This film is not about you; it’s about its maker.
A diversidade temática e formal patente na filmografia de James Benning (pela qual, fica o leitor de sobreaviso, nutro imensa afeição) tem originado, no curso de cinco décadas, surpreendentes propostas no seio do cinema experimental norte-americano. A análise sociocultural dos Estados Unidos da América – sobretudo, em American Dreams: Lost and Found (1984) –, o confronto entre natureza e industrialização – como são exemplos a California Trilogy (2000 – 2001) ou a visão melancólica da ferrovia em RR (2007) –, a homenagem a artistas plásticos – como Andy Warhol, em Twenty Cigarettes (2011) – ou a própria gramática da gestão do tempo cinematográfico enquanto matéria-prima para um realizador – veja-se o “eloquente” One Way Boogie Woogie (1977) – revelam-se os principais argumentos de um autor que busca, frequentemente, a (re)invenção da sua obra e dos tópicos que perscruta.
Estas acepções confluem na totalidade em Grand Opera: An Historical Romance (1978), um dos primeiros títulos que cimentaram o nome e o trabalho de James Benning. Em quase hora e meia de metragem, observamos um genuíno “objecto sensorial não identificado”, subordinado à memória pessoal e colectiva, à eterna dualidade entre o campo e a cidade, à Sétima Arte enquanto motor relevante para a identidade e história norte-americanas (a justaposição, a dado momento, entre uma bandeira com o logótipo da Kodak e a Star-Spangled Banner é particularmente espirituosa) e ao “mecanicismo”, seja dissonante ou síncrono – como patenteado num irónico discurso, proferido com o ecrã a negro, sobre a relação técnica de som e imagem –, do próprio cinema.

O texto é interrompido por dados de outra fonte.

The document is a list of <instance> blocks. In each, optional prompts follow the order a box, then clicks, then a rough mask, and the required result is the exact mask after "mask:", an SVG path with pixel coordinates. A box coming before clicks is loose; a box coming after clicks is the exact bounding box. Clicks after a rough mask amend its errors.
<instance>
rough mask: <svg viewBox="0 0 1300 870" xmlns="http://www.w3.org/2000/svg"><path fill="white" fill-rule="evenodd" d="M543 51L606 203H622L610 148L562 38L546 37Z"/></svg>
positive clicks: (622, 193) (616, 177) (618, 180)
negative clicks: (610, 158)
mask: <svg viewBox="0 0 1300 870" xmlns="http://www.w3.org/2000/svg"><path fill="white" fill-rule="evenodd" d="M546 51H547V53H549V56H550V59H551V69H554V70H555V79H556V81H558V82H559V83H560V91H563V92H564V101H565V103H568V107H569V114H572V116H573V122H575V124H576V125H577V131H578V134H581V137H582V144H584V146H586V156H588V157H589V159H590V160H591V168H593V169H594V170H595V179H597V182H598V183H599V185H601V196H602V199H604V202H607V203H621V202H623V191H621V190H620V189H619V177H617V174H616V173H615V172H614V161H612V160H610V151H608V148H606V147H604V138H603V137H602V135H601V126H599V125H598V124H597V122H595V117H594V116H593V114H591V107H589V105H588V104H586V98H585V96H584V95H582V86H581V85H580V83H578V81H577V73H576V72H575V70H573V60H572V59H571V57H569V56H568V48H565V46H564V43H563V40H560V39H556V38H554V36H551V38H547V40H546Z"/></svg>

Em quase hora e meia de metragem, observamos um genuíno “objecto sensorial não identificado”, subordinado à memória pessoal e colectiva, à eterna dualidade entre o campo e a cidade, à Sétima Arte enquanto motor relevante para a identidade e história norte-americanas
Grand Opera: An Historical Romance, numa assumida execução experimental, formula estes predicados através de vinhetas que salientam a austeridade da arquitectura e engenharia urbanas, paisagens naturais que não aparentam pertencer a qualquer cenário geográfico específico, breves alusões aos realizadores Hollis Frampton, George Landow, Michael Snow ou Yvonne Rainer, e uma singular “afeição fílmica” pelos mistérios da constante matemática do número Pi.
O encadeamento destas imagens no filme, num exercício de suposto “caos controlado”, é puro estímulo para a capacidade de associação livre do seu observador. Todavia, mesmo que essa “dialéctica” temática não cative, James Benning é transmissor de uma absoluta experiência de fruição estética.
Rodado em 16 mm, Grand Opera: An Historical Romance sublinha toda a maleabilidade daquele formato: o modo como a luz se impressiona na película, a imensidão de detalhe e contraste que o suporte consegue “aprisionar” e as suas potencialidades na mesa de montagem, garantem não só uma percepção visual do cinema experimental da década de 1970, como a abordagem estilística do seu autor aos métodos analógicos do cinema – e, em comentário pessoal, é uma pena que Benning, há quase 20 anos, tenha abandonado a película em prol do filme digital…
Grand Opera: An Historical Romance é exibido esta Quarta-feira, às 19h no Grande Auditório da Culturgest, numa sessão que assinala a estreia, no nosso país, do restauro digital do filme, levado a cabo pelo Museu Austríaco do Cinema em colaboração com James Benning, a partir das suas matrizes analógicas originais: uma ocasião ideal para a (re)descoberta do filme.